When the 55.7% of the participants who never performed toric IOL surgery were asked why not, the leading reason was inability to acquire them in the hospital where they work (61.4%). The second most common reason was high cost (32.2%). Other deterrents listed by the participants were concern about the lenses’ potential unfavorable objective results (low vision, lens rotation after surgery) (23.6%) and feeling that they would not be financially compensated for their efforts (19.8%).

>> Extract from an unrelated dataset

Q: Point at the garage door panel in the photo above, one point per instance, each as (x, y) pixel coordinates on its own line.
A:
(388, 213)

When the 50.7% of surgeons who never performed presbyopia correction in cataract surgery were asked why they did not, the leading reason cited was high cost (51.4%). The second most common reason cited was concern about the lenses’ potential unfavorable subjective results (halo, glare, poor night vision, patient dissatisfaction) (46.5%). These were followed by concern about the lenses’ potential unfavorable objective results (low vision, low contrast sensitivity) (33.5%) and feeling that they would not be financially compensated (22.1%).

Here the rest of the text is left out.